Ok, I kinda overlooked that you're on a Live CD and not familiar with the commandline. That isn't a problem as Basileus already explained the way to do it from your desktop.
You asked what the various lines in my syntax example mean. But, as you're new to this, I'm a bit worried that it might be to much in one go.
The first line tells the kernel that to execute the script properly it needs to use a specific interface with it's syntax. In this case, the interface is named "BASH". There are a few others, but bash is the most widespread in Linux.
The second and third line are basicaly equal.
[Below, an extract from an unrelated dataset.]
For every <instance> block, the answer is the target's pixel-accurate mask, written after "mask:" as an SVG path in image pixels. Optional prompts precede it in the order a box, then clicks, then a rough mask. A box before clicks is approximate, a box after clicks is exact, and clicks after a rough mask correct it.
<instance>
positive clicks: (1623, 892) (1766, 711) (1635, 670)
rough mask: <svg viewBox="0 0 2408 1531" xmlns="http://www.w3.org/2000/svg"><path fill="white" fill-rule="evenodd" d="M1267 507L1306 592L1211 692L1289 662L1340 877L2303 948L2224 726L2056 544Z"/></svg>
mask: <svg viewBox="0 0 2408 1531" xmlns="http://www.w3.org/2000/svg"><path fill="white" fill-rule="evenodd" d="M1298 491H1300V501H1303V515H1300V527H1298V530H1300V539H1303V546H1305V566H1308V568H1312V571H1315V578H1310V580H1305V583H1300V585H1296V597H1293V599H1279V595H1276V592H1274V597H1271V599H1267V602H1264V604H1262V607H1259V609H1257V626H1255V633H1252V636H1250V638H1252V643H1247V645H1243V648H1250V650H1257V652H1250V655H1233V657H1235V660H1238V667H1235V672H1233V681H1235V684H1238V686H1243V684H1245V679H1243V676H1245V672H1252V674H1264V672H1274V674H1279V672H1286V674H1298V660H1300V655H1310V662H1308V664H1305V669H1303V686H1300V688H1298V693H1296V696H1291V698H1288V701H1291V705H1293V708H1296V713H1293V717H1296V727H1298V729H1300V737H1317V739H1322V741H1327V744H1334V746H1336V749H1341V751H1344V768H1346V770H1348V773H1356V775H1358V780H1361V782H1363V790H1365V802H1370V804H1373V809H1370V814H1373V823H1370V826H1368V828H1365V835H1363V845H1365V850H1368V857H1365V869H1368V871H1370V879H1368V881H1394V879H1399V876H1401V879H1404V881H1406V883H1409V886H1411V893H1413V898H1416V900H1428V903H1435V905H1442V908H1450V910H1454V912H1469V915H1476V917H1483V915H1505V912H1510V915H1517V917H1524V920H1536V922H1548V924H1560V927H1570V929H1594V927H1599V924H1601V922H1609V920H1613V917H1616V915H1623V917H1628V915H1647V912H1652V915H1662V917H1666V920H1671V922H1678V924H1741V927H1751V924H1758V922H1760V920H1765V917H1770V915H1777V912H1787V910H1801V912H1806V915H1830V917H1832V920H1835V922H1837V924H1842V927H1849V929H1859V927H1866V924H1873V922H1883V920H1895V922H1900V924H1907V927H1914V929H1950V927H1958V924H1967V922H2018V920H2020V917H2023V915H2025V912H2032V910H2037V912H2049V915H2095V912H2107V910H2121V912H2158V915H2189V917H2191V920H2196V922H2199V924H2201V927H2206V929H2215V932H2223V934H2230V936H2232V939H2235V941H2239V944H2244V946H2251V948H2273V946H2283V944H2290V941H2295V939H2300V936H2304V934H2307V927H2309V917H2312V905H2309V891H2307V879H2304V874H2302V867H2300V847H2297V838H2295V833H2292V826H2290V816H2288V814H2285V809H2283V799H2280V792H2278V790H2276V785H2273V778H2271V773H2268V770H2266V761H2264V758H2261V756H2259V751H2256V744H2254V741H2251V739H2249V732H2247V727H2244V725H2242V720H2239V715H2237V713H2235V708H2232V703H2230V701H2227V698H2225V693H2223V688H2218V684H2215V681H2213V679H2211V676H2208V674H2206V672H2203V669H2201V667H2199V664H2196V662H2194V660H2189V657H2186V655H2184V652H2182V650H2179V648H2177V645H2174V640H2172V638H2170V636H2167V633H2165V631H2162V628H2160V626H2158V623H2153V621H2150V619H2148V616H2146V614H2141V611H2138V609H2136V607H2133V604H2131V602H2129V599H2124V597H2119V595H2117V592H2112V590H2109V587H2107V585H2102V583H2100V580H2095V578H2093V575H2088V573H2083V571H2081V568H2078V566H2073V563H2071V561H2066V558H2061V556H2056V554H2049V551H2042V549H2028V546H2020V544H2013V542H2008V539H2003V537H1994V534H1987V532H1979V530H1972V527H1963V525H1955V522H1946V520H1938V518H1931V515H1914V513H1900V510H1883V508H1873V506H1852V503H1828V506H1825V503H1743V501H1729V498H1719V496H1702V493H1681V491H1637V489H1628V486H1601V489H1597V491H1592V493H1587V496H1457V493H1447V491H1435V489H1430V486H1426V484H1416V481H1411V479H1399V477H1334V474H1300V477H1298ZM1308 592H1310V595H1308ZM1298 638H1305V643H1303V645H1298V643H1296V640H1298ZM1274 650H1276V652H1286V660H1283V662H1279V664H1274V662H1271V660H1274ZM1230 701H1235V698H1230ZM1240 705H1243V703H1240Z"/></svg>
This is an abstract way to tell the reader that (s)he needs to replace that line with the command that needs to be executed, followed by the command's options.
The fourth line is the (my) way to tell the reader to continue with the previous lines as necesary.
The last line tells the kernel that it reached the end of the script and that if it could be executed normaly it should exit with an error status of 0 (as in zero) That is standard behaviour and IMHO a good programmer should always end a script nicely (for the kernel, not me
Next, you where a bit confused about
S<2 digit bootcode>scriptname
Again, the way I wrote it tells the understanding reader to replace the part between the < and > with a 2 digit number and the name of the script. It's not used inside
the script, it's intended to give the script a name and a place in the sequence of execution by the kernel when booting. Actually, it's a link to the actual script in your home directory.
As I've said, I'm afraid that this might be a bit to much to comprehend in one go for a newbee. So if you don't understand it's not a problem. I too needed time to understand this. Use it as a brief introduction to writing scripts and read it again when you've got to grips with Linux and it's versatility.